Oleh : Joshua
Perekrutan menurut Kamus Besar Bahasa Indonesia diartikan sebagai, (1) “Proses, cara, perbuatan merekrut”; serta (2) “Pemilihan dan pengangkatan orang untuk mengisi peran tertentu dalam sistem sosial berdasarkan sifat dan status seperti suku, kelahiran, kedudukan sosial, dan prestasi atau kombinasi dari kesemuanya”. Perekrutan merupakan suatu hal lumrah yang terjadi dalam banyak institusi karena terkait dengan keberlanjutan jalannya sebuah institusi, termasuk dalam Partai Politik yang lebih dikenal dengan istilah rekrutmen politik. Rekrutmen politik merupakan seleksi dan pemilihan atau pengangkatan seseorang atau sekelompok orang untuk melaksanakan sejumlah peranan dalam sistem-sistem politik pada umumnya dan pemerintahan pada khususnya.

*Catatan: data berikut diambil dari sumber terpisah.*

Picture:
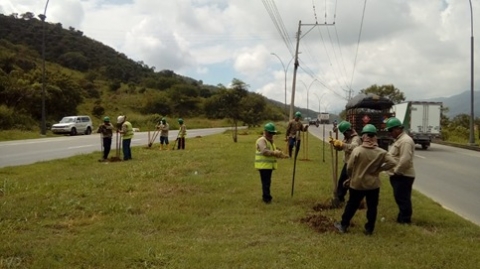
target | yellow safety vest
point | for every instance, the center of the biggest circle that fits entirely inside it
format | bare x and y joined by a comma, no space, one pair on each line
265,162
129,133
182,132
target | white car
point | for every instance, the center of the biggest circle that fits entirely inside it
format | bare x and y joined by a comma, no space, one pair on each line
73,125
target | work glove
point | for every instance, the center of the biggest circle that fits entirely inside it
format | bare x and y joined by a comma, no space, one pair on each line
338,143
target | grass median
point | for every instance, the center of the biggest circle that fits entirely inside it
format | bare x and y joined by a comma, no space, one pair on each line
202,208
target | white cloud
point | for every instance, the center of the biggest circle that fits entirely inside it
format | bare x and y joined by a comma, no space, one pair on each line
422,46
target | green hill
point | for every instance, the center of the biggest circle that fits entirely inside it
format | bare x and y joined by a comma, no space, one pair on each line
84,76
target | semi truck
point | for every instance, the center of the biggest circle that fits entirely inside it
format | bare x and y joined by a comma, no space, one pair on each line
421,120
370,109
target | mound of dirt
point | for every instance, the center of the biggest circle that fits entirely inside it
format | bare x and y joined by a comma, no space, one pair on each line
319,223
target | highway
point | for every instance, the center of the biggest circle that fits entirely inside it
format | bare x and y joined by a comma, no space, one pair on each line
448,175
21,152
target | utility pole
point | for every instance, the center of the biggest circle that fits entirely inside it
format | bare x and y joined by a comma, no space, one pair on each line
43,127
292,103
471,140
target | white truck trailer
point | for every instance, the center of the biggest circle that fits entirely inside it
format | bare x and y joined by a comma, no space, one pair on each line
421,120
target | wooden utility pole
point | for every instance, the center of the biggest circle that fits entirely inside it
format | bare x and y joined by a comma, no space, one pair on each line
292,103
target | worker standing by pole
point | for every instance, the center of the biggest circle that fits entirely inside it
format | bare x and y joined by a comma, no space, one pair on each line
182,133
403,174
351,140
126,131
106,131
265,159
363,168
291,135
164,128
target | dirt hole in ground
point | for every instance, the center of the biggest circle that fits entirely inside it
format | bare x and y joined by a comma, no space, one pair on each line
319,223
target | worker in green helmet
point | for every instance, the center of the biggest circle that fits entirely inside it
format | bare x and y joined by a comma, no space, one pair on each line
265,159
292,135
182,133
125,129
363,169
106,131
402,176
350,141
164,127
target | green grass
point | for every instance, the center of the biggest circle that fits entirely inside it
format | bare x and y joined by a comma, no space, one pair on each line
201,208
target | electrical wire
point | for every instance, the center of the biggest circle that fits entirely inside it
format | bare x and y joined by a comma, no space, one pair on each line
358,43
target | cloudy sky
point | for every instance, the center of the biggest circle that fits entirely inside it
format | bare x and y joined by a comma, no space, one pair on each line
420,46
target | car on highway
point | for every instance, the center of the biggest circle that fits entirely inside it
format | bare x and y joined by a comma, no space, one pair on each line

Di Indonesia, rekrutmen politik dilakukan dengan berdasar pada Pasal 11 ayat (1) dan Pasal 29 Undang-Undang Nomor 2 Tahun 2008 tentang Partai Politik juncto Undang-Undang Nomor 2 Tahun 2011 tentang Perubahan atas Undang-Undang Nomor 2 Tahun 2008 tentang Partai Politik (UU Partai Politik) yang mengamanatkan bahwa rekrutmen politik dilakukan melalui mekanisme demokrasi dengan memperhatikan kesetaraan dan keadilan gender serta demokratis dan terbuka sesuai dengan AD/ART serta peraturan perundang-undangan.

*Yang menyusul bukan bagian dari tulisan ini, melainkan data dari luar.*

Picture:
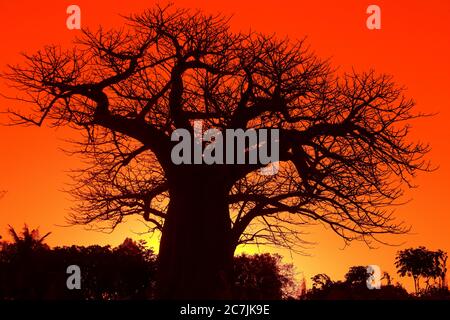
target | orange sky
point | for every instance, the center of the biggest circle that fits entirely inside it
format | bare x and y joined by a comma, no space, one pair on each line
413,45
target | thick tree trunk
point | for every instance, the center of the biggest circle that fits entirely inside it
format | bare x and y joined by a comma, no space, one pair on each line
196,254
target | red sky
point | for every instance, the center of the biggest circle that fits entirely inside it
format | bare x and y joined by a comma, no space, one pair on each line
413,45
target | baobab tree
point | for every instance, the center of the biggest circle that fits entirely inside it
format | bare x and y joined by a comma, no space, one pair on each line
344,149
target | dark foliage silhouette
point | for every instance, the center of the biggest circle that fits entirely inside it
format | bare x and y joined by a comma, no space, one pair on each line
29,269
423,264
262,277
353,288
345,152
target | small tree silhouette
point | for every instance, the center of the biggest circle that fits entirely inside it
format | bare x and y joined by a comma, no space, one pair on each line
421,263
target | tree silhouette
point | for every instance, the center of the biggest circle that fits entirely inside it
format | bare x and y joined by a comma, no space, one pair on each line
353,288
344,149
262,277
357,276
421,263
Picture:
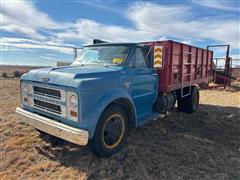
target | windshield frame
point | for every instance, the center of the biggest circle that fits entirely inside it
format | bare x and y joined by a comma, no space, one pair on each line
129,45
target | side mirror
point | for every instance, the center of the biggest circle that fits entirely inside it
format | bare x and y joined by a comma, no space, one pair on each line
158,57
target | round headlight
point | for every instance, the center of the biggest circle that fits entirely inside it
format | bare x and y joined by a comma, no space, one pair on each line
25,89
73,100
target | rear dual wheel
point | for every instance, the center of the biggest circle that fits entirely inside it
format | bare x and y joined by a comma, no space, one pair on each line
111,132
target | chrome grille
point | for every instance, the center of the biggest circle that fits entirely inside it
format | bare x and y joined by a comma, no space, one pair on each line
47,106
47,92
49,99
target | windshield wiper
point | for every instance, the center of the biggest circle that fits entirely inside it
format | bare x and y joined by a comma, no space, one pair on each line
101,63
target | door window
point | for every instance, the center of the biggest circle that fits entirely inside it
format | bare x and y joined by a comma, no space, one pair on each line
141,58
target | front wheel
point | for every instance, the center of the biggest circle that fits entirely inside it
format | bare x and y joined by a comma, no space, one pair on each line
111,132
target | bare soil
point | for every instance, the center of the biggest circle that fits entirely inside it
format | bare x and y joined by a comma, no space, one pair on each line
203,145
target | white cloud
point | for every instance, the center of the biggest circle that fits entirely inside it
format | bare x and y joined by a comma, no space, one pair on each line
150,22
86,30
10,44
23,17
226,5
175,21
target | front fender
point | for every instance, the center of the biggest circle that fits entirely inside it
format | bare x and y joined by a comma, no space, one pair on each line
94,103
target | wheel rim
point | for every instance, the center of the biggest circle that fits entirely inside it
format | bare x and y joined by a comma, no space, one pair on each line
195,100
113,131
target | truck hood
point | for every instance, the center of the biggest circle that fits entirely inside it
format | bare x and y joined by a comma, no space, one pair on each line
71,76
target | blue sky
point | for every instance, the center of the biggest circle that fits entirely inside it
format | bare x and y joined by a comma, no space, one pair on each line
38,32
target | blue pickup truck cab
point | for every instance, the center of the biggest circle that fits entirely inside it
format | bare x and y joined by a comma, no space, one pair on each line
107,90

Das sollen das sein, rekrutmen politik yang ada dalam politik kekinian sering dipertanyakan, (tarik contoh dari pelaksanaan Pilkada serentak) karena sering terjadinya sebuah partai politik enggan mengajukan kadernya sendiri. Walaupun memang mungkin hal itu disebabkan adanya keinginan partai politik untuk mencalonkan orang terbaik, namun bukannya hal tersebut cenderung menunjukan kelemahan rekrutmen partai politik? Dugaan hal tersebut disebabkan oleh sistem rekrutmen tertutup sehingga syarat dan prosedur pencalonan (partai politik) tidak dapat diketahui umum secara bebas. Sehingga untuk memperbaiki itu semua, perlu dibentuk pola rekrutmen dengan prosedur terbuka yang dapat diketahui secara luas.

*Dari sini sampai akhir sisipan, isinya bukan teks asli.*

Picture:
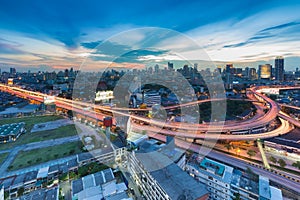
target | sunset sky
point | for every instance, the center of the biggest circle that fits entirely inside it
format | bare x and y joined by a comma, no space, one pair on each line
47,35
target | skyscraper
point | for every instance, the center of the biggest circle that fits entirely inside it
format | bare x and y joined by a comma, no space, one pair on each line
265,71
170,66
12,71
279,68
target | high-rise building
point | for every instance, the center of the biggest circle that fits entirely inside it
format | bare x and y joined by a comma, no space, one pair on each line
170,66
252,73
196,66
12,70
265,71
279,68
229,68
156,68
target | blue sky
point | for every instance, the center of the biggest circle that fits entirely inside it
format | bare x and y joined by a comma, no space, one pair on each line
59,34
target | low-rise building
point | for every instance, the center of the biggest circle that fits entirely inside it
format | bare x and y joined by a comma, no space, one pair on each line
225,182
159,177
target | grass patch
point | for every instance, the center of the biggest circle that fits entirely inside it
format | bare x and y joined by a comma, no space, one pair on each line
3,156
37,156
63,131
31,121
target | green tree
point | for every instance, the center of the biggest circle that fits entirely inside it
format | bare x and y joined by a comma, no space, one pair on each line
296,164
281,162
273,160
251,153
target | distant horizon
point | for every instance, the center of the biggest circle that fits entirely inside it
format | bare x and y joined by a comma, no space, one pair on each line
57,35
177,65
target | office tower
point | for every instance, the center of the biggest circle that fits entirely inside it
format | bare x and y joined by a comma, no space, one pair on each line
265,71
156,68
252,73
229,68
279,68
196,67
170,66
12,70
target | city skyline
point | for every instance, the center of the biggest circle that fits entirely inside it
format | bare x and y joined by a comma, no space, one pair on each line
59,35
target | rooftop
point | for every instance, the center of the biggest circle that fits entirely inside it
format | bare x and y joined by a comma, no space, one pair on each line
170,177
48,194
11,129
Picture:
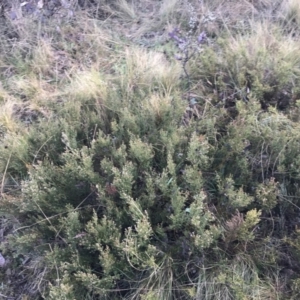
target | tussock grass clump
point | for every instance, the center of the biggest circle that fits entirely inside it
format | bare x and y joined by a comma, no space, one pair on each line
131,173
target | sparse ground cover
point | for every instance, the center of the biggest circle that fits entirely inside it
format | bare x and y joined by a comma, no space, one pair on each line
150,149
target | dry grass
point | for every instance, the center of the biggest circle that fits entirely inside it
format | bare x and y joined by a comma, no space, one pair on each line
50,70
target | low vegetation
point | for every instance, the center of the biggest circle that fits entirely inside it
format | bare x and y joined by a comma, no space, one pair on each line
150,150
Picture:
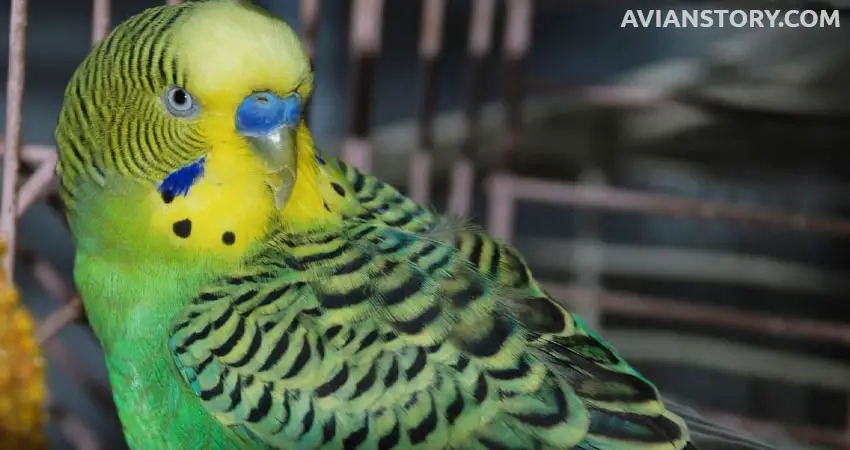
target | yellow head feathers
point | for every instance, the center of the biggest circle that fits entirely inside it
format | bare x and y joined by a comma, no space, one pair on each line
172,126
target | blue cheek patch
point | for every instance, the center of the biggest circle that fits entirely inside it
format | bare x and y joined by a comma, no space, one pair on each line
181,180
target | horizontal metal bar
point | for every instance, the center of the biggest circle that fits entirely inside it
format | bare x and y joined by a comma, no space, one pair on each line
628,200
633,305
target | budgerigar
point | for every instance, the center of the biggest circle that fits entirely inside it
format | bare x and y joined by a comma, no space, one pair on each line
251,292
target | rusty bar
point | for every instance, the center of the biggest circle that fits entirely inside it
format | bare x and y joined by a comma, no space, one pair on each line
47,275
101,18
14,112
365,48
634,305
430,46
627,200
309,12
479,45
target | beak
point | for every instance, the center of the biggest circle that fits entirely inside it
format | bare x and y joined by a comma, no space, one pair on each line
269,124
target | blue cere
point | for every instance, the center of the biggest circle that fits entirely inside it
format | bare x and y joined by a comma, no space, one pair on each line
262,112
179,181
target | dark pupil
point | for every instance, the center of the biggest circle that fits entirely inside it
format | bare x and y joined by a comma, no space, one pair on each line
180,97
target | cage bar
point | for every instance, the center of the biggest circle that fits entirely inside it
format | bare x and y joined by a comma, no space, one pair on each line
309,13
12,148
35,164
479,45
430,46
518,23
365,40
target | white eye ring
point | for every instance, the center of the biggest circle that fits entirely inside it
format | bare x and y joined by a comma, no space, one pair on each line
179,102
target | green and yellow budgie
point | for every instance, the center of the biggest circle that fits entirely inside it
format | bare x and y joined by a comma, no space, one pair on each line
250,292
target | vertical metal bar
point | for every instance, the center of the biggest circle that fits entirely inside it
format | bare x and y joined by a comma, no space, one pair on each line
14,111
430,45
101,15
479,44
517,39
310,21
365,39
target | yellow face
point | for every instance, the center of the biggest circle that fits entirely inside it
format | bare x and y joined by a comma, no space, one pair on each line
230,52
223,52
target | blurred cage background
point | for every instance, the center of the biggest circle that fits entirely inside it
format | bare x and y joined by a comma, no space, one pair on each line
686,190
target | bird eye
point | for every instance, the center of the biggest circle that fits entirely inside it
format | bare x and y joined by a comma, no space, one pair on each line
179,102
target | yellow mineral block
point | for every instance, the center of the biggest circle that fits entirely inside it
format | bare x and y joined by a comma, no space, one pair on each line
22,374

Selain itu, untuk melatih kepemimpinan dan manajemen seorang kader partai hingga nantinya siap untuk dicalonkan sebagai kepala daerah serta menjalankan pemerintahan, perlu untuk menerapkan sistem berjenjang dalam manajemen organisasi partai. Menurut Lili Romli dalam sebuah jurnal berjudul “Pilkada Langsung, Otonomi Daerah, dan Demokrasi Lokal”, sistem tersebut dijalankan lewat beberapa tahapan, yaitu: Partisan, compartmentalization, Immidiate survival, hingga civil service reform. Sistem tersebut diharapkan dapat menumbuhkan bibit-bibit kepemimpinan hingga mampu menjawab tantangan regenerasi partai.
Dalam jurnal yang telah disebutkan di atas, Lili Romli menyebutkan bahwa pada tahap awal untuk menjadi anggota, dapat dilakukan proses rekrutmen partisan dapat dijalankan dengan merekrut pendukung yang kuat dan memiliki loyalitas tinggi. Kemudian Immediate survival yang dilakukan tanpa melihat kemampuan, dilakukan terhadap para anggota untuk memilih staf dalam departemen atau bagian tertentu yang dirotasi dalam periode tertentu agar anggota memahami roda organisasi partai. Lalu dilanjutkan dengan proses compartmentalization yang berdasar pada latar belakang pendidikan atau pengalaman untuk memilih staf ahli, sekretaris, maupun kepala dalam departemen atau bagian tertentu dalam partai. Hingga tahap akhir, yaitu pilihan civil service reform untuk menjadi ketua (baik dalam tingkat pusat, provinsi, maupun kabupaten/kota) dengan cara melihat kemampuan dan loyalitas seorang anggota.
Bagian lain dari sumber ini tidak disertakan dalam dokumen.